Briony made a sound of outrage, but I just stared at the lumpy wool bundle Maren had placed on the table. It squirmed.

“She’s isolating me,” I realized. “If the town turns against me, I can’t stay here. And if I go back to the manor...”

“You’re trapped with her,” Maren confirmed. “But you’re not entirely without friends. I found this little one shivering behind my rain barrel. Seems he didn’t care for the rumors either.”

She peeled back the layers of wet wool.

Kirion blinked up at me. The wyrmling looked wretched, his midnight-blue scales were dull and shivering, and his oversized wings were tucked tight against his small body. But when he saw me, he let out a pathetic, high-pitched chirp and scrambled across the metal table, his claws clicking frantically until he reached me.

He scrambled right up my front, digging his claws into my apron, and buried his cold snout into the crook of my neck.

“He escaped the manor?” I asked, my hands coming up instinctively to cup his trembling body.

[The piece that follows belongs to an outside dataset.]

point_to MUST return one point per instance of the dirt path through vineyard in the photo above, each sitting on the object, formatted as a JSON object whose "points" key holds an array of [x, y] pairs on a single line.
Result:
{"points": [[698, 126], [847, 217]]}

He felt fever-hot and ice-cold all at once, the duality of the curse raging inside him.

“Or he was driven out,” Maren said, watching the creature cling to me. “He wouldn’t let anyone else near him. Nearly took a finger off the fishmonger when he tried to shoo him away. But the moment he saw me, or smelled you on me, I can’t say, he practically jumped into my arms.”

I stroked the silver markings along his spine, feeling the jagged rhythm of his heart against my own chest. He wasn’t wild with madness right now, he was just terrified.

“See?” Maren gestured to the wyrmling. “The town might believe Kelda’s lies, but the creatures know the truth. That lizard knows whose magic is keeping the lights on.”

“We need a map,” I said, the thought crystalizing amidst the chaos of exhaustion. Gods I could have slept right there for at least a week. “A real one. An old one.”

Maren blinked, her hand hovering over Kirion’s trembling flank. “A map? Now? Lysa, look at you. You look like you lost a fistfight.”

“If the manor is a filter,” I said, pacing the small length of the room, ignoring how the floor swayed, “then the ley-lines act like veins. I need to see where they flow and how they intersect. The Rainmint Bookshop will have the cadastral surveys from before the Collapse.” I grabbed a clean rag, pressing it firmly to my nose to stem the flow of blood. “We have to go. Now.”

“We aren’t going anywhere,” Maren argued, “until you drink something that isn’t your own blood.”

Before I could retort that I had plenty of blood to spare, a lie, a thunderous pounding rattled the bolted front door. It sounded awfully close to the thump of officialdom.

“Open up!” a muffled voice boomed. “By order of the Town Council!”

Maren rolled her eyes so hard I thought they might get stuck. “Oh, wonderful. The circus has arrived.”